Tanrı, doğarken fısıldarmış herkesin kulağına; Bazılarına yazmayı, bazılarına çizmeyi. Kimisi hitabetle doğar, diliyle bağlar, konuşmasıyla kazanır. Kimisi çizer, kendisi bir tuval olan dünyayı kendi renkleriyle boyar. Kimi yazar, seksen ortalı hayat’ın sayfalarını sözcüklerle karalar. Heykeltraş isyanlarını taşlara yontar, müzisyen sol alfabesine kızıp notalara çatar. Güzel yemek yapan, unla şekeri halvet yapıp fırınlar, hayatı kulak memesi kıvamında tadar. Espri yeteneği gelişmiş, kaderi kahkahalarla sınar. Zeki olan, her zaman bir adım önde, sporcu, ribaundu alıp doğru şutla hayatı, grekoromende slalom yaparak yaşar. Herkes bir şekilde bir yetiyle doğar, farkında olmayanlar gelişine, olanlar ise gelişi ile yaşar. Kendi içini dinlemeyi bilenler, kendiyle yüzleşenler bulabilirler özelliklerini, fark yaratan hücrelerini. Dinlemeyenler ise habersiz oldukları yetenekleriyle, yaşayıp giderler, kaybolup silinirler.
Bunları yazarken aklıma Beethoven’ın meşhur ‘Ay Işığı Sonatı’ nın hikayesi geldi;
Bir gün Beethoven, bir arkadaşı ile birlikte Viyana sokaklarında dolaşmaktadır.
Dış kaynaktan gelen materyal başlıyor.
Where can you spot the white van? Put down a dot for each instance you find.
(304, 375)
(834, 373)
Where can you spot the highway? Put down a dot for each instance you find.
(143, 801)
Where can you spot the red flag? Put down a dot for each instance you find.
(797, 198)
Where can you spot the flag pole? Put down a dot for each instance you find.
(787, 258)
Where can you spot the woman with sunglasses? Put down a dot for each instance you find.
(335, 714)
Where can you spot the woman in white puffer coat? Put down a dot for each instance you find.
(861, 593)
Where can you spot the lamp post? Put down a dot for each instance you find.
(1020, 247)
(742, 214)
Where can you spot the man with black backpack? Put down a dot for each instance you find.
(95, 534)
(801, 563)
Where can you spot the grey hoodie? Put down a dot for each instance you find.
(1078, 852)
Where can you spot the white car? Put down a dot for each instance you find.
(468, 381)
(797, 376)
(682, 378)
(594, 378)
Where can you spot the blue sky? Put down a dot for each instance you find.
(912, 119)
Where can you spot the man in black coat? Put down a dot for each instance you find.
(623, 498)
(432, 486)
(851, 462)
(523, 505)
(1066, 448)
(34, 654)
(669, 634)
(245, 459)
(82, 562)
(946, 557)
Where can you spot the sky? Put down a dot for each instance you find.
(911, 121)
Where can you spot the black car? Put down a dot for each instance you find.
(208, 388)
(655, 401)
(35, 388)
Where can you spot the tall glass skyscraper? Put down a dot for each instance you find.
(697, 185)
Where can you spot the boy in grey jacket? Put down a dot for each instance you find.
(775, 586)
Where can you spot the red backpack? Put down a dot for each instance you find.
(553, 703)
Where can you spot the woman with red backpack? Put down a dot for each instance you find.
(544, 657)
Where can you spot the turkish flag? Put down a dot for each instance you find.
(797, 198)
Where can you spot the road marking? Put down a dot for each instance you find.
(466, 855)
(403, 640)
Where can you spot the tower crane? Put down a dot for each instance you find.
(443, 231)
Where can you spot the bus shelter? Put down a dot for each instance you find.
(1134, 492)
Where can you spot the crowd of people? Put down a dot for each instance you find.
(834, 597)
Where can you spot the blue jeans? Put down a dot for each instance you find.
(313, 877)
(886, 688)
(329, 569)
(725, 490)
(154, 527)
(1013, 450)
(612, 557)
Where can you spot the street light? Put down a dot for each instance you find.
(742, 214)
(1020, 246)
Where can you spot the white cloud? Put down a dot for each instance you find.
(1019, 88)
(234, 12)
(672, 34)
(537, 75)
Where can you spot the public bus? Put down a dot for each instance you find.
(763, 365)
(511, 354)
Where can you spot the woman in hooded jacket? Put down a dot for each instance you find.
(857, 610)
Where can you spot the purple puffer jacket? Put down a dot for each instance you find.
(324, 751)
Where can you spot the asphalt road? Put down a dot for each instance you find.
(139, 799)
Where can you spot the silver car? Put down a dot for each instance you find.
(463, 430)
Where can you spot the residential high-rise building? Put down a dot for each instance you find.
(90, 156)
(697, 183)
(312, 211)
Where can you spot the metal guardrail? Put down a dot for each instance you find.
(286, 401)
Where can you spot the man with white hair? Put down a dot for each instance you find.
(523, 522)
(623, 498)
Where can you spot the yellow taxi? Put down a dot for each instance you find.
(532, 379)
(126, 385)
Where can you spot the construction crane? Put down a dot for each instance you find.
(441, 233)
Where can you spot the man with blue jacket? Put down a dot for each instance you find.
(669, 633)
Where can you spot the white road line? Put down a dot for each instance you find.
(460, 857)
Tam bu sırada bir apartmandan piyano sesi geldiğini duyar ve kafasını kaldırıp bakar. Apartmanın ikinci katındaki cam açıktır ve ses oradan gelmektedir. Arkadaşına, çalan kişinin muhteşem çaldığını ve onu görmesi gerektiğini söyler. İkisi birlikte ikinci kata çıkıp kapıyı çalarlar. Kapıyı açan kadın, Beethoven'ı hemen tanır ve şok olur. Beethoven, piyano sesine geldiğini ve muhakkak çalan kişiyi görmek istediğini söyler. Kadın, piyanoyu çalanın kızı olduğunu ve tanışmaktan mutlu olacağını belirterek onları içeri alır.
Beethoven, piyano çalan kızın olduğu odaya girer. Annesi kıza, Beethoven'ın geldiğini söyler. Kız çok heyecanlanır, hemen ayağa kalkar, fakat kız kördür. Bunu gören Beethoven, "lütfen benden birşey isteyin" der, maddi bir şey isteyeceklerini düşünerek. Oysa kızın cevabı şu olur; "Ben hiç ay ışığı görmedim, bana ay ışığını anlatır mısınız?"
Bunun üzerine Beethoven piyanonun başına geçerek, meşhur Ay ışığı Sonat’ ını, doğaçlama olarak besteler.
Müzik tarihinde devrim sayılan ‘ 9. Senfoni’yi bestelediğinde sağır olan ve eseri ilk çalındığında, dinleyenlerin kendinden geçerek ayakta alkışladıklarını ancak şefin kendisini uyarması üzerine yüzünü sahneden seyircilere dönerek görebilen Beethoven, duymamasına rağmen notalarıyla görmeyen bir kıza ay ışığını anlatmıştır. Ay, görülse de görülmese de ışığını hep ordadır ve ışığında saklıdır.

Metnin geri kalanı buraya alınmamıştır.